Stores hope earlier sales can beat penny-pinching


By SANDRA PEDICINI

ORLANDO, Fla. — For retailers and holiday shoppers alike, this is a season of lowered expectations.

With memories of last year’s tough Christmas still fresh in their minds, merchants are again slashing prices and cutting inventory in 2009. Some nervous retailers aren’t waiting for the day after Thanksgiving to offer their best deals.

The recession, high unemployment and a lack of “must-have” gifts have many experts predicting yet another drop in holiday spending.

“I don’t see anything out there that tells me the consumer is going to spend any more money this year,” said Britt Beemer, Orlando, Fla.-based chairman of retail-polling firm America’s Research Group.

Even the National Retail Federation, usually optimistic in its predictions, expects a 1 percent decline in total U.S. holiday sales compared with last year, to $437.6 billion.

Last year, the federation predicted a 2.2 percent increase in spending. Instead, retailers suffered a 3.4 percent drop.

Some chains — Circuit City and KB Toys among them — shuttered all their stores shortly after the Christmas decorations got packed away. And those left standing need to squeeze every dollar they can out of anxious consumers such as Tracey Kron of Orlando, who plans to stop buying gifts for her friends’ children. She also plans to have her own two children make gifts for relatives rather than buy them.

With less disposable income now that her daughter has started preschool, “we’re trying to kind of budget with the future ahead, so we’re not just throwing it all on the holiday.”

Ana Nazarian of Orlando, a mother of two who’s a church accountant, will use a variety of cost-saving strategies.

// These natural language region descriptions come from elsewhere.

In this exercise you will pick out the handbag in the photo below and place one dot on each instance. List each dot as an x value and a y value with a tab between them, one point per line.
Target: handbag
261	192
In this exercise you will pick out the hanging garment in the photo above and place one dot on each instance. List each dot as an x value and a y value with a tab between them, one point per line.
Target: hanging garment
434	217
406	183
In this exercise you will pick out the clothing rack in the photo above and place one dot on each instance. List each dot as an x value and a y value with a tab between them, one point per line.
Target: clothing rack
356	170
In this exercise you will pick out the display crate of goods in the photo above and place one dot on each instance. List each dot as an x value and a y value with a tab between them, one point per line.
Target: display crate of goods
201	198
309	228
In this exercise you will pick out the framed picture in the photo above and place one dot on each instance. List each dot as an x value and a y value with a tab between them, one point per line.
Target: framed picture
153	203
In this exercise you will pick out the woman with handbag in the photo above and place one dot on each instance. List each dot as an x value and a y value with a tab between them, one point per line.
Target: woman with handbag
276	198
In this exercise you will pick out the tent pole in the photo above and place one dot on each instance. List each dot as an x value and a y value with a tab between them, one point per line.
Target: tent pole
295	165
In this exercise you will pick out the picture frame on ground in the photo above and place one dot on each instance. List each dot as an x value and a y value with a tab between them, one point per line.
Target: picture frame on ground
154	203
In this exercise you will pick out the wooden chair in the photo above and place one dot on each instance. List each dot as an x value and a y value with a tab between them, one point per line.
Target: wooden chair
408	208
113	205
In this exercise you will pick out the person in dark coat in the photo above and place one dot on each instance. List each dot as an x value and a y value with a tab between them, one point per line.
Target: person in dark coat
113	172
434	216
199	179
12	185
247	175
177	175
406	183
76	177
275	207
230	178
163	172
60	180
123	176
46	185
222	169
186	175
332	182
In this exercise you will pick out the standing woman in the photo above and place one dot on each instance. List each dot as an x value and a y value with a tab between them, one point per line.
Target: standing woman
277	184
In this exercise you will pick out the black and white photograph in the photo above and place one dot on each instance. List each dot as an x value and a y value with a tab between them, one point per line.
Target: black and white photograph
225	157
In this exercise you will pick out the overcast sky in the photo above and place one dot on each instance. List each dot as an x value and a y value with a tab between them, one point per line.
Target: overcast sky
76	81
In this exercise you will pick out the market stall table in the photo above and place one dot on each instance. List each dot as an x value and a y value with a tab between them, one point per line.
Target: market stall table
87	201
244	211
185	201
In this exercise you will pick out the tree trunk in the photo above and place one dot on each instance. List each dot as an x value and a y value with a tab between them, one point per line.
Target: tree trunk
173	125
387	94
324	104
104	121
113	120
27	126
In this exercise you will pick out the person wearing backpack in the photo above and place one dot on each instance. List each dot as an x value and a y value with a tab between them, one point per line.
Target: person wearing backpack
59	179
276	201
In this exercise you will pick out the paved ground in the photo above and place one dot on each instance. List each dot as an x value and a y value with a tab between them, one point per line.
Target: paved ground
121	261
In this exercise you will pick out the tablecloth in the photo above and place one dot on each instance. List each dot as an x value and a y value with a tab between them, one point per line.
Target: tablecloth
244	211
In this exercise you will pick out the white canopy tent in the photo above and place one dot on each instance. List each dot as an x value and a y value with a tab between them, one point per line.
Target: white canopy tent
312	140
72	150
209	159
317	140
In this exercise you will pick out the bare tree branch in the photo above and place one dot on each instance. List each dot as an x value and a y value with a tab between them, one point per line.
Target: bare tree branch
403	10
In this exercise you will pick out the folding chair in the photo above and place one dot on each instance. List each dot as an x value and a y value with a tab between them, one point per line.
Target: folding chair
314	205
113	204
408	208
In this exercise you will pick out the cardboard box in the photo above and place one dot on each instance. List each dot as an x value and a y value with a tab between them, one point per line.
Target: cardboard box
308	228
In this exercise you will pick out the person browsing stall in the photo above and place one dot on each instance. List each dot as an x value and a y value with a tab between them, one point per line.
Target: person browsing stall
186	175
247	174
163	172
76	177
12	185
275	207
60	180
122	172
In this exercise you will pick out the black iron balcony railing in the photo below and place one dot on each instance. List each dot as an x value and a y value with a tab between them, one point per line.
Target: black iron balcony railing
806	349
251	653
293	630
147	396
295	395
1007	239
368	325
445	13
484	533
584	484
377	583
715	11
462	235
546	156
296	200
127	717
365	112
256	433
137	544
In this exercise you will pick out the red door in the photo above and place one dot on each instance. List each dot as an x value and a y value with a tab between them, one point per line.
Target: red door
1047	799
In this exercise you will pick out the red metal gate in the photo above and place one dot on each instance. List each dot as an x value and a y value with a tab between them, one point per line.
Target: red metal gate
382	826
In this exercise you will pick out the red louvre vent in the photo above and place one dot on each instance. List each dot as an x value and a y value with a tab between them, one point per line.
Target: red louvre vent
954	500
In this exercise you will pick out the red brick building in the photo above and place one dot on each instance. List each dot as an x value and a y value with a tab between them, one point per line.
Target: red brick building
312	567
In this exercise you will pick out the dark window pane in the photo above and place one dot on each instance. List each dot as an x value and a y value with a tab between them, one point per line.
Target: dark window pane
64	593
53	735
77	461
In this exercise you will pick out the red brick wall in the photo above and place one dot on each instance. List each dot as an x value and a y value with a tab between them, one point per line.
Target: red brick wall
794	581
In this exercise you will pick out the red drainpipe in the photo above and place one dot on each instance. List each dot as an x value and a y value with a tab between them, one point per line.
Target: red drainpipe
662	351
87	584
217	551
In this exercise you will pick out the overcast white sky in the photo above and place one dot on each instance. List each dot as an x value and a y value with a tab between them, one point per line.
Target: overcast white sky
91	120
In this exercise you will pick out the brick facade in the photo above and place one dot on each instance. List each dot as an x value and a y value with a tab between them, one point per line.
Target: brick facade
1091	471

She plans to comparison shop on the Internet; fight the crowds on Black Friday, the day after Thanksgiving that’s traditionally one of the busiest shopping days of the year; and “definitely look for the sales.”

It doesn’t help that there doesn’t appear to be any new hot items to capture consumers’ attention, said Marshal Cohen, an analyst with the NPD Group, a market-research firm.

“There’s plenty of nothing that you want to go around this year,” Cohen said.

At Orlando Fashion Square mall, marketing director Dave Ackerman expects shoppers to focus on basics. Parents, for example, likely will buy clothes for their kids after spending cautiously during back-to-school season, he said.

“It may not be a great holiday for real discretionary items, but you’re still going to see people who’ve got a lot of needs who are going to be rolling those things into the holiday giving,” he said.

The retail industry’s struggles have hit Orlando Fashion Square particularly hard. The mall lost more than a dozen tenants during the past year. This year, it is launching something new to get shoppers spending: a chance to win $25,000 for those who spend at least $75 on any one day from Black Friday through Dec. 13.

Department-store chains also have tried new promotions, and many of them have started advertising deals early.

“It’s been a real race to get the customers into your stores to shop,” said Mike Gatti, executive director of the Retail Advertising and Marketing Association. With retailers everywhere having cut prices dramatically, “the only thing left is to compete to get them into your stores early.”

Sears started weekly “Black Friday Now” sales on Halloween.

Kmart, owned by Sears Holding Corp., has pre-Black Friday deals going on this month. The chain also has resurrected blue-light specials this year and has expanded its layaway program, now allowing shoppers to use it online. And Kmart launched a Christmas club card in August.

Customers paid for the cards ahead of time and added money to them, similar to a gift card, to spend around the holidays.

Discounters have an edge this season. The National Retail Federation expects about 70 percent of shoppers to buy there.